La radioactivité réduit progressivement la nocivité des déchets nucléaires. Il suffit donc de trouver un réceptacle qui garantisse une étanchéité compatible avec le retour à la radioactivité ambiante (la terre est naturellement radioactive) comme le dépôt en couches géologiques profondes, stables et anhydres. L’argilite à l'est du Bassin Parisien, aux confins de la Meuse et de la Haute Marne, possède les propriétés requises. Le choix du site souterrain de Bure est donc rationnel, conforté par des essais conduits depuis quinze ans en situation réelle dans le laboratoire souterrain.
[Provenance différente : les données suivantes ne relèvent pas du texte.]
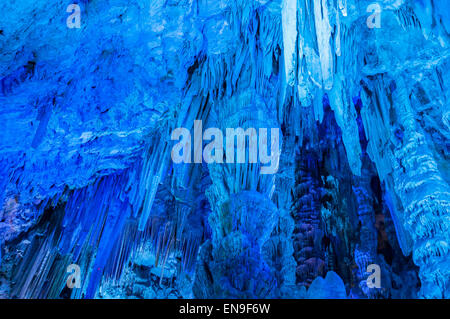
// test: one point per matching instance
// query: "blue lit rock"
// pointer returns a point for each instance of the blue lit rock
(85, 151)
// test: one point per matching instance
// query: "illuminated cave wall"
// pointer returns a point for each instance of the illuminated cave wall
(359, 91)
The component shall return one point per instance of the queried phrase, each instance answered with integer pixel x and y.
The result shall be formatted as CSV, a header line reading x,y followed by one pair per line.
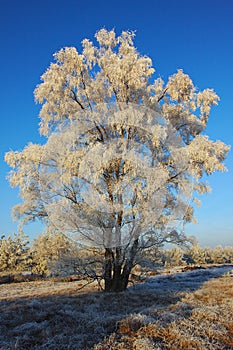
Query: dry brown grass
x,y
174,314
200,320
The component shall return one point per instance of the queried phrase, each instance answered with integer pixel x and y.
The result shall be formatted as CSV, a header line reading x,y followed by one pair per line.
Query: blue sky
x,y
195,35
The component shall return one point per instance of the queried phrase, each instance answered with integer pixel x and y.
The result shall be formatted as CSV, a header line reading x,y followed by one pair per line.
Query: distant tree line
x,y
54,254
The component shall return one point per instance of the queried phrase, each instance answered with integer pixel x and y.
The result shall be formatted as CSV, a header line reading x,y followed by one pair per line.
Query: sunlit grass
x,y
192,310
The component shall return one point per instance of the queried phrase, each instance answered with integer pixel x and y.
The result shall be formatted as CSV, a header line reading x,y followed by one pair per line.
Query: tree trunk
x,y
117,270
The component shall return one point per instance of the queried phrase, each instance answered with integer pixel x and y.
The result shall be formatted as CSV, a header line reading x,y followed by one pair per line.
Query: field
x,y
188,310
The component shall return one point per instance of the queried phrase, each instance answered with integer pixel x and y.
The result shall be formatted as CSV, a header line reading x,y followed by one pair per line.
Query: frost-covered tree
x,y
173,257
49,251
14,253
123,151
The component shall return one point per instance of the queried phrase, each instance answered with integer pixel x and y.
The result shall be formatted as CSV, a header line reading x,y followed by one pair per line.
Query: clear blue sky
x,y
195,35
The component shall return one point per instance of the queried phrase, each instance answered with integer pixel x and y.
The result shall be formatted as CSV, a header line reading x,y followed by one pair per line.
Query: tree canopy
x,y
125,153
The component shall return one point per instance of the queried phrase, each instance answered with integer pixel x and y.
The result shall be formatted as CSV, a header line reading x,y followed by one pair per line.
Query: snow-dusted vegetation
x,y
189,310
125,157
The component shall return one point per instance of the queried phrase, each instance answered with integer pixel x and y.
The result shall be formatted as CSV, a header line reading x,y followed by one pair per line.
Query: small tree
x,y
122,153
173,257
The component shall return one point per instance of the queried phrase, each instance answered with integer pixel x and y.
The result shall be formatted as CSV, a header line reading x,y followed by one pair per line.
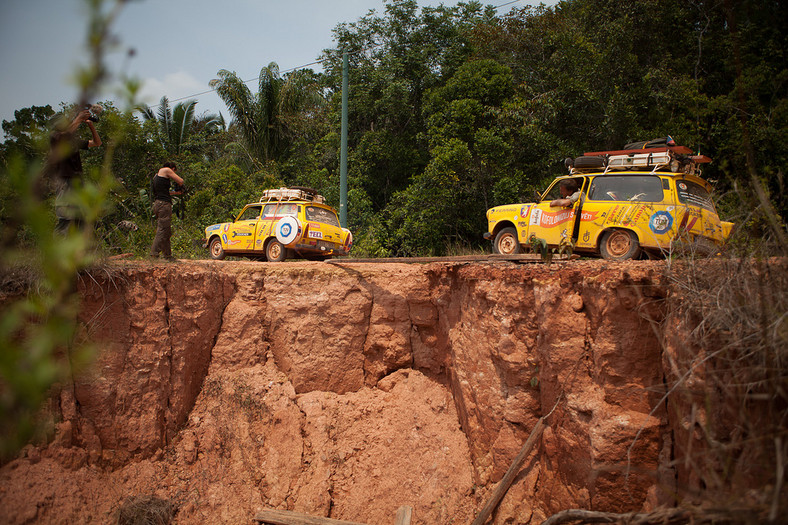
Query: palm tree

Paradoxalement, la plupart des mobilisés de Bure semblent craindre aussi le réchauffement de la planète. Ils ne voient pourtant aucune contradiction entre cette préoccupation et le fait qu’ils s’échinent à entraver l’un des rares moyens de production massive et programmable d’énergie sans émission de gaz à effet de serre.
Diaboliser le nucléaire en dénonçant « le legs empoisonné aux générations futures » l’emporte sur toute autre considération. Et tant pis pour la planète !
Pour une partie de la population française, les objectifs de la loi de transition énergétique de 2015 concernent d’abord la réduction importante de la puissance nucléaire installée (un tiers de moins en 2025) et implicitement, son remplacement par l’éolien et le solaire. Cette projection chimérique donne une belle légitimité aux opposants d’un nucléaire officiellement déconsidéré par l'Etat. Dans ce contexte, la contestation du projet de Bure trouve un terreau fertile.
Les médias accréditent la thèse du réchauffement climatique mais, en même temps, jamais une occasion n’est manquée d’attaquer le nucléaire. Le slogan inconséquent qu’il ne faut pas traiter la peste (climatique) par le choléra (nucléaire), est souvent repris.
Raisonner ainsi conduit à évincer l’outil nucléaire, particulièrement performant en la matière, et dont nous avons besoin.
L’efficacité de la lutte contre le réchauffement climatique ne se mesure pas à l’accroissement de la proportion d’énergies renouvelables intermittentes dans le "bouquet" énergétique. Elle se mesure à la diminution de la production des gaz à effet de serre à laquelle contribuent grandement le nucléaire. Ce dernier produit 75% de notre électricité décarbonée à plus de 90% (les barrages y contribuent pour 12% et toutes les autres énergies renouvelables pour 7% environ).
Certains contestataires vont saisir la superbe opportunité que représente Bure pour y fonder une nouvelle ZAD (zone à défendre). Ils espèrent même un bienveillant soutien de l’opinion, au-delà de celui apporté aux pourfendeurs de Sivens et de Notre-dame-des Landes.
En effet, ces vigies autoproclamées présentent l’opposition au stockage comme un enjeu humanitaire international engageant le long terme, ce qui manquait à leurs précédentes actions.
Mais l'opinion peut aussi considérer que c'est un mauvais combat d'arrière garde mené par des activistes à des fins idéologiques et politiques.